They showed that Random Forest for gender and Support Vector Machines for
Age performed best. In [31], the authors went for Random Forest and Meta
Bagging by Decision Tree as its component classifier. In [33], Naı̈ve Bayes, J48,
Random Forest and Logistic Regression were used for the classification task. The
authors reported that Random Forest performed best for gender and Logistic
Regression for age. In [21], Logistic Regression, Naı̈ve Base, Multi-layer Percep-
tron and Gradient Boosting were used. Furthermore, the authors ensemble all
four classifiers to report the best result.



5   Evaluation of the Submitted Systems

In this section, we discuss the results of the 9 teams that submitted their systems
for the MAPonSMS task. Table 2 shows the age, gender and joint accuracies
obtained by the submitting systems. As can be seen, majority of the systems
performed better than the baseline accuracies. The highest reported accuracies
are with sharmila-18, as they performed best in age, gender as well as joint
accuracy. abdul-18 secured the lowest results and is the only approach that is
below the baseline.
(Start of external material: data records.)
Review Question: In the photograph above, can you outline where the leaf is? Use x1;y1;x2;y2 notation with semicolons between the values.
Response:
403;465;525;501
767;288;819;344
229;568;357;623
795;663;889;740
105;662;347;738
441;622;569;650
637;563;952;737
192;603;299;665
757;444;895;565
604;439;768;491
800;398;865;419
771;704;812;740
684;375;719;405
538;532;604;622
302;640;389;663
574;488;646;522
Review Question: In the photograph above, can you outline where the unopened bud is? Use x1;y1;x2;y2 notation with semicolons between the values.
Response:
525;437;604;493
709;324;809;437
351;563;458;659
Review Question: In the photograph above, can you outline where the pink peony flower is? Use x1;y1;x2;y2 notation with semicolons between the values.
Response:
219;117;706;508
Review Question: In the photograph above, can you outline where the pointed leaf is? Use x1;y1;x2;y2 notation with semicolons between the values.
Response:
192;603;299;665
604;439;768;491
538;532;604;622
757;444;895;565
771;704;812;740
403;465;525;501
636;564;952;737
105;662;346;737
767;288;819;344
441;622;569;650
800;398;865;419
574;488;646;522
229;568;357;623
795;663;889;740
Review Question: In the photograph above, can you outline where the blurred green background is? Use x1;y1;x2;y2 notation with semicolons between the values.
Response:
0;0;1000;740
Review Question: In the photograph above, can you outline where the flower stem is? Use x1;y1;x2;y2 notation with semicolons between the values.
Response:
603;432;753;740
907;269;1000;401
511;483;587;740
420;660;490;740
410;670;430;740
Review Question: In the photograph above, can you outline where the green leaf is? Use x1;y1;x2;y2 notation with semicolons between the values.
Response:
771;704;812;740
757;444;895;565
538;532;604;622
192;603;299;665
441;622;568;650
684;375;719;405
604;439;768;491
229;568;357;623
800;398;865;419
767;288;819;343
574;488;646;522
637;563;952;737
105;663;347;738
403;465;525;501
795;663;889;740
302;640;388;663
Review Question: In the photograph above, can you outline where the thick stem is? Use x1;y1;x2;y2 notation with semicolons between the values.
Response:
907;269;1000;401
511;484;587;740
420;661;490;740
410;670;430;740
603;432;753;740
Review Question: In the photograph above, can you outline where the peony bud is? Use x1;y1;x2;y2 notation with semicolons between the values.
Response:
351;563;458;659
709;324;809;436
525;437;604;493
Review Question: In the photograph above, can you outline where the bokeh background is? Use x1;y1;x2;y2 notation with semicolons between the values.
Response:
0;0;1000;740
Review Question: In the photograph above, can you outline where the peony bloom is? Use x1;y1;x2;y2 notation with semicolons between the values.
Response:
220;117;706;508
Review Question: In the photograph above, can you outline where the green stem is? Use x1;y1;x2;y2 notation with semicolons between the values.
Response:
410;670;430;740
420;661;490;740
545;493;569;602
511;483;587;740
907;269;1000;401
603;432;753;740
Expectedly, as the gender prediction was binary classification
task whereas age was multi classification, all the team have performed better in
the former. Moreover, the low scores obtained on age classification has effected
the joint accuracies as well.
    The approach used by sharmila-18 [6] outperformed others and achieved
the highest accuracy for the MAPonSMS task. Their team used both word and
character based Tf-Idf features which resulted in its overall best performance.
On the other hand, thenmozhi-18 [35] and ali-18 [21] achieved results very close
to the sharmila-18, and they are among the top three. It can be observed that the
top 3 ranked teams have used Tf-Idf for feature extraction from the multilingual
corpus. Contrarily, the teams that utilized stylistic features are ranked last and
3rd last.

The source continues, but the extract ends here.